What do we mean by "view" and "copy"?

If DataFrame or Series object b is created from a, it may be:

Returning a view versus a copy (when subsetting in Pandas)

When Copy-on-Write is turned off in global options, any operation like

newdf = df['column1']
newdf = df.loc[:10, 'column1']
newdf = df[:10]
newdf = df.iloc[0]

is, according to the (confusingly written) docs1, ambiguous about whether newdf is a view or copy of df. If we now run newdf['column1'] = newdata, we don't know whether df is modified too. Similarly, "chained assignment" operations like df['column1'][:10] = newdata obviously try to modify df but do not actually guarantee that df is modified. However, any operation like

df['column1'] = newdata
df.loc[:10, 'column1'] = newdata
df[:10] = newdata
df.iloc[0] = newdata

gets translated into a call to __setitem__, which modifies df in-place.

What is Copy-on-Write?

Again, I find the docs confusing2. In the "Description" section the docs say:

CoW means that any DataFrame or Series derived from another in any way always behaves as a copy. As a consequence, we can only change the values of an object through modifying the object itself. CoW disallows updating a DataFrame or a Series that shares data with another DataFrame or Series object inplace.

I would rewrite this as:

With CoW enabled, a new DataFrame or Series that is derived from another in any way (e.g. by subsetting, appending, updating another) will unambiguously behave as a copy of the old one:

Of course, things like passing a DataFrame to a function, or writing df1 = df2 will continue to just create new references to the same DataFrame, not create a new copy of it.

What is the purpose of Copy-on-Write warnings?

Users frequently get warnings that look like

SettingWithCopyWarning: A value is trying to be set on a copy of a slice from a DataFrame.

This is a warning that you have created some new DataFrame derived from an existing one, and are now modifying the new one.
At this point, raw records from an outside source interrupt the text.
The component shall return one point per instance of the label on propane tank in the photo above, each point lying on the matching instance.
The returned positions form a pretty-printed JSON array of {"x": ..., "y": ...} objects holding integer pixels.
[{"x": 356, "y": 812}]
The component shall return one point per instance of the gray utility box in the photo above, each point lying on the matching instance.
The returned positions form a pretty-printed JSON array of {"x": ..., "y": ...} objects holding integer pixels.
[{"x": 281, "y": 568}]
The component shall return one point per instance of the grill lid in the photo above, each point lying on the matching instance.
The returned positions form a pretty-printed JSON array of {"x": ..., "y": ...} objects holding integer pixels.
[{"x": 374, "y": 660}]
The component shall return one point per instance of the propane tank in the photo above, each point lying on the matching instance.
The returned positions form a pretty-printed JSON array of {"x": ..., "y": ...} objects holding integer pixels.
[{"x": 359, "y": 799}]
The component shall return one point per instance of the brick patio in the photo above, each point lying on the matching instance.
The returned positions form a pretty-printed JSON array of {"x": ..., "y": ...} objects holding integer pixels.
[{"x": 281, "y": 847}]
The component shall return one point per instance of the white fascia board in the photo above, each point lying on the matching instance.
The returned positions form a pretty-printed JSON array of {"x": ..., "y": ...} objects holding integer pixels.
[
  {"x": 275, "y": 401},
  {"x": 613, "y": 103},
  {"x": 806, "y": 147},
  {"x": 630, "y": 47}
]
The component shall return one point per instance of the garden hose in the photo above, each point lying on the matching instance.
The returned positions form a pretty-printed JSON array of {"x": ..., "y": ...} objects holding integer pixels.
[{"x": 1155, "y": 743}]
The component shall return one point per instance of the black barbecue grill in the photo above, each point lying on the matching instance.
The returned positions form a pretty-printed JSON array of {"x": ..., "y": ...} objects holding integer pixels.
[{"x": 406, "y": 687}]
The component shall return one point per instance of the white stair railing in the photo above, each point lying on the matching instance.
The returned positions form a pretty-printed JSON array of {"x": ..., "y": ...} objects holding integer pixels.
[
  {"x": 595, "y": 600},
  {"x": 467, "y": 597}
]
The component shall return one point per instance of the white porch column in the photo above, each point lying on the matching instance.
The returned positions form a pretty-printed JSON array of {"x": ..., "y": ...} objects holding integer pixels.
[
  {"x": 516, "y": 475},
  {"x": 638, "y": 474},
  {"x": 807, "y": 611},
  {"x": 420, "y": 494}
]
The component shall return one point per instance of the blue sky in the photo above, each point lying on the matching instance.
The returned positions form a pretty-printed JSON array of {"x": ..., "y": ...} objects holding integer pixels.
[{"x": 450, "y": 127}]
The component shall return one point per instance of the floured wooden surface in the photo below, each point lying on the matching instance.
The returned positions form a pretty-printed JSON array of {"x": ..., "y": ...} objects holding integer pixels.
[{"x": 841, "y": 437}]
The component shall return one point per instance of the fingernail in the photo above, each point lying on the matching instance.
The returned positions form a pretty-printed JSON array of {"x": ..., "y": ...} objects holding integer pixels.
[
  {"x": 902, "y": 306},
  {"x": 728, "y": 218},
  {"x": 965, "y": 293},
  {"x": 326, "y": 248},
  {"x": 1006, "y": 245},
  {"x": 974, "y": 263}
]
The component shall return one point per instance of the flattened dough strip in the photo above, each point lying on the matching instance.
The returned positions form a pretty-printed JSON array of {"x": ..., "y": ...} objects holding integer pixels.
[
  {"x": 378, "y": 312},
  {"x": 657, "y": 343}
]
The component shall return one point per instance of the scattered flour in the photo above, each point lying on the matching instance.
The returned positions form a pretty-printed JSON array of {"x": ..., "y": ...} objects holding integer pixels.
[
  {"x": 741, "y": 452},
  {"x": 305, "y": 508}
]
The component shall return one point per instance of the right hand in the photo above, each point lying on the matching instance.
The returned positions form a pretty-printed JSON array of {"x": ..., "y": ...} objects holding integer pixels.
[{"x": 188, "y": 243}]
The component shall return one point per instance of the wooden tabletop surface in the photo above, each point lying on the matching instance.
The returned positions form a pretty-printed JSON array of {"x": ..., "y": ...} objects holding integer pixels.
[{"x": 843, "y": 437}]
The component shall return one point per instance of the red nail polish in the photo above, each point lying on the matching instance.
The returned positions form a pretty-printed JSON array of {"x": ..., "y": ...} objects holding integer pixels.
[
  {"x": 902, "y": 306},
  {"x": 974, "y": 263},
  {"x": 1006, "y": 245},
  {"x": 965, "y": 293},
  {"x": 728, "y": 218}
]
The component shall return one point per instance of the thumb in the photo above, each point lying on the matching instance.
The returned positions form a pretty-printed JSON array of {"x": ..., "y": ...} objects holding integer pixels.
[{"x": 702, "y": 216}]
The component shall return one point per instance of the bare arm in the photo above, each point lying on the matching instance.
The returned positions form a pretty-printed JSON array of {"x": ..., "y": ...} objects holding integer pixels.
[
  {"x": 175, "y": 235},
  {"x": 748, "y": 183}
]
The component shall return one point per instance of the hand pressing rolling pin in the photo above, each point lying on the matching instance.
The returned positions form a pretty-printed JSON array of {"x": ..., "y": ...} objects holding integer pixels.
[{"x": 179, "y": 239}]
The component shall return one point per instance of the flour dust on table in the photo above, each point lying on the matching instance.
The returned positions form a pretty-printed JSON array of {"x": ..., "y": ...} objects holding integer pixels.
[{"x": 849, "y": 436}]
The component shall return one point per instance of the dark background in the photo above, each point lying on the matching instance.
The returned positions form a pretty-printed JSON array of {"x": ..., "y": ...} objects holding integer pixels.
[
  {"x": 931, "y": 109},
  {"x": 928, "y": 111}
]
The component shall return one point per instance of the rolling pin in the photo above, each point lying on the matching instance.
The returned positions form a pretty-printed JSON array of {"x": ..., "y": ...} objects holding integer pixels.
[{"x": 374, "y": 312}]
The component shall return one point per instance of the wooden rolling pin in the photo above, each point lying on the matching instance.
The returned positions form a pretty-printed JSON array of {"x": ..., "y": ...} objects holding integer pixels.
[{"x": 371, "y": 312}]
Once CoW is turned on, the behavior of your code may change. It also may mean the code gives unexpected behavior with CoW turned off; as noted above, it is typically ambiguous (without CoW) whether the new DataFrame is a view or copy of the existing one.

For example, the documentation has this code:

df = pd.DataFrame({"foo": [1, 2, 3], "bar": [4, 5, 6]})
df2 = df.reset_index(drop=True)
df2.iloc[0, 0] = 100

With CoW, df2 behaves like a copy, and only df2 is modified.

Without CoW, df2 is a view with the exact same data as df, and both DataFrames are modified. Pandas warns you about modifying df2 because it is derived from df.

To address the warning, you can either refactor so this pattern doesn't occur, turn on CoW if CoW behavior is desirable, or explicitly copy() the old DataFrame when creating the new one.


  1. Unfortunately the Pandas documentation page jumps straight to chained indexing, which is confusing, but the key line is in parentheses:

    See that __getitem__ in there? Outside of simple cases, it’s very hard to predict whether it will return a view or a copy (it depends on the memory layout of the array, about which pandas makes no guarantees)...

  2. Part of the problem is the docs start with a description of old behavior, then jump straight to how to migrate, without defining what this thing even means. Also, the statement "CoW disallows updating a DataFrame or a Series that shares data with another DataFrame or Series object inplace" seems simply wrong as written, because it is perfectly fine to update any object in-place. It's just that users sometimes try updating an object by first constructing a view of it and then modifying the view, which will no longer work.